While we believe these statements are accurate, forward-looking statements are not historical facts and are inherently uncertain. They are based only on our current beliefs, expectations, and assumptions regarding the future of our business, future plans and strategies, projections, anticipated events and trends, the economy, and other future conditions. We cannot assure you that these expectations will occur, and our actual results may be significantly different. Therefore, you should not place undue reliance on these forward-looking statements.

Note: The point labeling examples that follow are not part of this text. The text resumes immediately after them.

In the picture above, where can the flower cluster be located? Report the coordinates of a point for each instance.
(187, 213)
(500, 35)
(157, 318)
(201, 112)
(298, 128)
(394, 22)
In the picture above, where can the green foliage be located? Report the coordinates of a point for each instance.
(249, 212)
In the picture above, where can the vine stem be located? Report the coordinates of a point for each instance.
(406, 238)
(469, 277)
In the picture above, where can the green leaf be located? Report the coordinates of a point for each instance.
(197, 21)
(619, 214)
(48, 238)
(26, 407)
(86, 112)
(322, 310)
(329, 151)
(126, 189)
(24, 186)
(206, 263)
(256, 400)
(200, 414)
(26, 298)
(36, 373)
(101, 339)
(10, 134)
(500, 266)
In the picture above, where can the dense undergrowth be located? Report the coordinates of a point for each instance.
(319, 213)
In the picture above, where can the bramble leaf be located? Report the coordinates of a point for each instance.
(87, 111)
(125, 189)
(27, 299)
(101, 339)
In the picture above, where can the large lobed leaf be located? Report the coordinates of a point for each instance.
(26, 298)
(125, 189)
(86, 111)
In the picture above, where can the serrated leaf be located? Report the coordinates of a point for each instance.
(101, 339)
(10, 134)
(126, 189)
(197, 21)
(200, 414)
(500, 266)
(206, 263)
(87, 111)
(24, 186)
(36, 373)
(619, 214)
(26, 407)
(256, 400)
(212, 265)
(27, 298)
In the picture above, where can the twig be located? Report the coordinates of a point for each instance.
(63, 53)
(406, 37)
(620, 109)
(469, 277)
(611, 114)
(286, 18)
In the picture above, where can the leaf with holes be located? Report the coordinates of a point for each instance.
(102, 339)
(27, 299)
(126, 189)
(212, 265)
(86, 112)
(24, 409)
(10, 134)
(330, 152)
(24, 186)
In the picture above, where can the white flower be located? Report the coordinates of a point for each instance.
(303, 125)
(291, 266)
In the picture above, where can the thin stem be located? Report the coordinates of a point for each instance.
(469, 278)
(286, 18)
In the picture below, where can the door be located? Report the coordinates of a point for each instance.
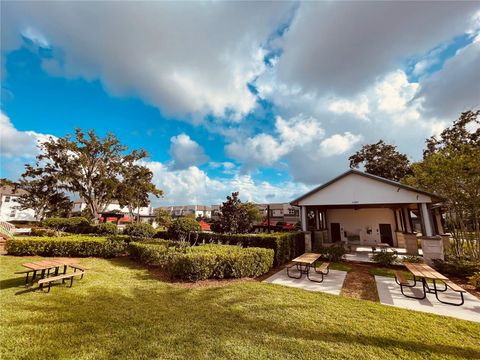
(335, 231)
(386, 234)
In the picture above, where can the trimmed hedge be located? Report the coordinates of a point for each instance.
(75, 246)
(285, 245)
(105, 229)
(74, 225)
(156, 252)
(139, 230)
(205, 261)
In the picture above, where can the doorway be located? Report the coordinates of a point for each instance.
(386, 234)
(335, 232)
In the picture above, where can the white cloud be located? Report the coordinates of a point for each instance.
(265, 149)
(194, 186)
(456, 87)
(185, 152)
(339, 144)
(185, 58)
(343, 47)
(18, 144)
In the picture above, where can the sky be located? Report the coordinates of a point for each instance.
(268, 98)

Important factors that may cause actual results to differ materially from those contemplated in any forward-looking statements made by us include the following: the level of demand and financial performance of the temporary staffing industry; the financial performance of our franchisees; the impacts of COVID-19 or other diseases or pandemics; changes in customer demand; the extent to which we are successful in gaining new long-term relationships with customers or retaining existing ones, and the level of service failures that could lead customers to use competitors' services; significant investigative or legal proceedings including, without limitation, those brought about by the existing regulatory environment or changes in the regulations governing the temporary staffing industry and those arising from the action or inaction of our franchisees and temporary employees; strategic actions, including acquisitions and dispositions and our success in integrating acquired businesses; disruptions to our technology network including computer systems and software; natural events such as severe weather, fires, floods, and earthquakes, or man-made or other disruptions of our operating systems; the factors discussed in the "Risk Factors" section in our most recent Annual Report on Form 10-K, which we filed with the SEC on March 25, 2021; and the other factors discussed in this Quarterly Report and our Annual Report.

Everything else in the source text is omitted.